The aforementioned plots were interesting enough, and a hell of a lot of fun. What makes this episode a tiny bit away from being a classic were the subplots in which the Jones boys confront Hiram Lodge about his involvement in not-so-secretly planning to gentrify the Southside. More effective was Veronica’s fantastic handling of Mayor McCoy, warning her about the dirty tacticts that Hermione and Hiram would use to get her our of office. McCoy it seems would rather fall on her sword and resign than have her affair with Sheriff Keller revealed, and while this all seems a bit too easy and contrived — seriously, nothing we know about Sierra McCoy to this point indicates that she is a woman who would stand for this kind of blackmail — Veronica putting her parents into place by saying for the mayor to endure any additional suffering would be “cruel” was an absolutely graceful move.
So now that Archie is officially a part of the Lodge crime empire where will he go from here? And does he even play the drums? Find out by coming back next week for another Riverdale review!
Riverdale Roundup
– As a dog lover, it was great seeing Archie have some quality time with Vegas this episode. But I am still super concerned about Hot Dog’s well being. Where is this dog anyway?
– I love sympathetic Cheryl, but am super bummed at how sidelined she has been the past couple of episodes.
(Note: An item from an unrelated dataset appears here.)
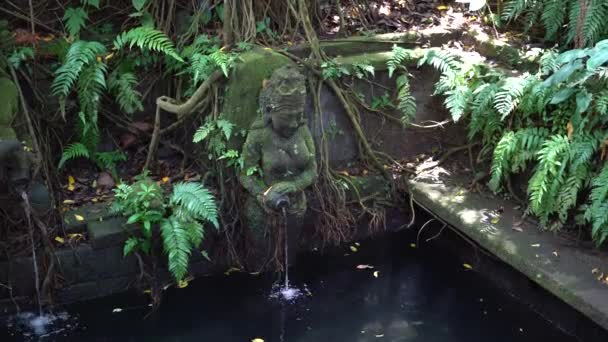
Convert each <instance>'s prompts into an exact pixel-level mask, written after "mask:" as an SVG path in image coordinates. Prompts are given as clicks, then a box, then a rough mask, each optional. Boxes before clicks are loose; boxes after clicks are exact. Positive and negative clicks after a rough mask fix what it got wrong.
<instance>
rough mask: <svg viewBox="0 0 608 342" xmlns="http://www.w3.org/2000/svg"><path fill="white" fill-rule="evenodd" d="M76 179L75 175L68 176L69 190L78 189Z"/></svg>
mask: <svg viewBox="0 0 608 342" xmlns="http://www.w3.org/2000/svg"><path fill="white" fill-rule="evenodd" d="M75 184H76V179H74V176H71V175H70V176H68V190H69V191H74V190H75V189H76V185H75Z"/></svg>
I really wish this season was treating her, Josie (who got to do nothing but look sad this episode), and Kevin better this season.
– The show missed a fun opportunity to have Shady Man’s phone contacts be filled with Archie Comics references. Of those pictured above, perhaps only Gigi — a supporting character in Joe Edwards’ Lil’ Jinx stories that appeared in various Archie books over the decades fits the bill. Jason could be Jason Blossom as well. Something tells me that cleaning out old texts wasn’t a high priority for Shady Man.
– Chic inadvertently got a taste of Dark Betty when she voiced her frustrations about his behavior to him. Is a Betty/Hal team-up on the horizon.
– Polly is still in a cult called The Farm that no one seems to be mentioning. I wish they would, because that shit is fascinating.
– Best line of the night? “Your courtesan was Alice Cooper, that Gorgon.”